Energetic, electronic and structural DFT analysis of point defects in refractory BCC metals

Abstract

First wall and plasma facing materials of future fusion reactors must withstand high temperatures and intense radiation damage from impinging reaction products such as high-energy neutrons, alpha particles, X-rays and energetic ions. Those particles have a sufficient kinetic energy to knock out large numbers of lattice atoms in structural materials from their sites during the foreseen lifetime of a fusion reactor. Within this context, we have performed a systematic plane-wave density functional theory (PW-DFT) study of the stability, energetics, electronic and structural properties of vacancies, self-interstitial atoms (SIAs) and H/He impurities in the pure refractory BCC metals W, Nb, Mo, and Ta, that have been identified as possible candidates, alone or alloyed among them, for the first wall of the complete system. The standard procedures for the creation of working and transferable pseudopotentials as recommended by the literature in the field have been followed.

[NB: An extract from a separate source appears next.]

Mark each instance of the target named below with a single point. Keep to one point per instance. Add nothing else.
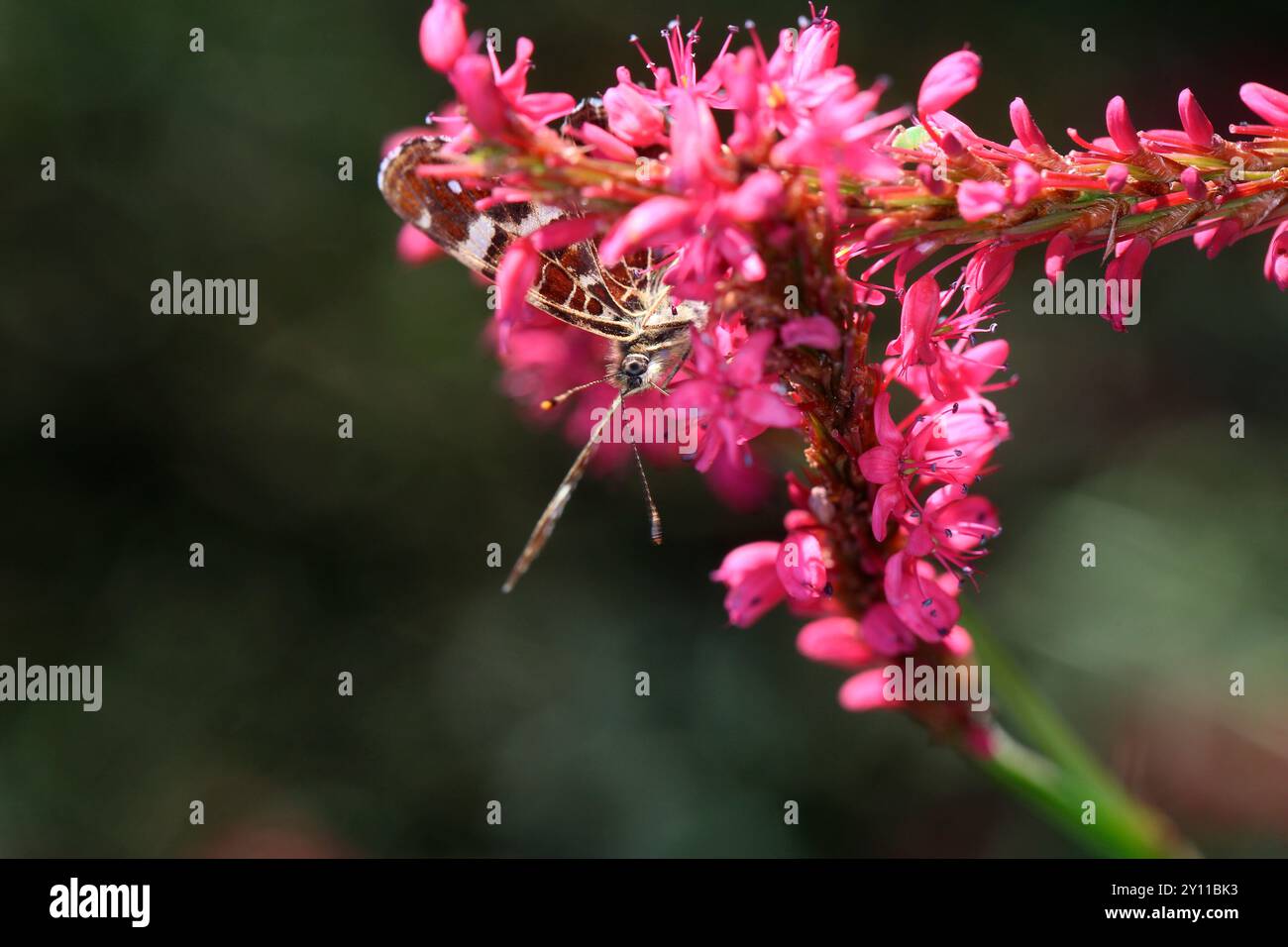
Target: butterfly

Our original goal has been the development and testing of high-quality home-made pseudopotentials generally valid to enable the study of the behaviour of such point defects appearing in the aforementioned materials subject to irradiation by means of PW-DFT codes. Albeit the systematic approach followed and the care taken in following the methodological canon, as evidenced in the compliance of many of our results with those found in the literature, we have found some of them, and specially those concerning the behaviour of SIAs in Mo, to be controversial to the ones obtained by some authors.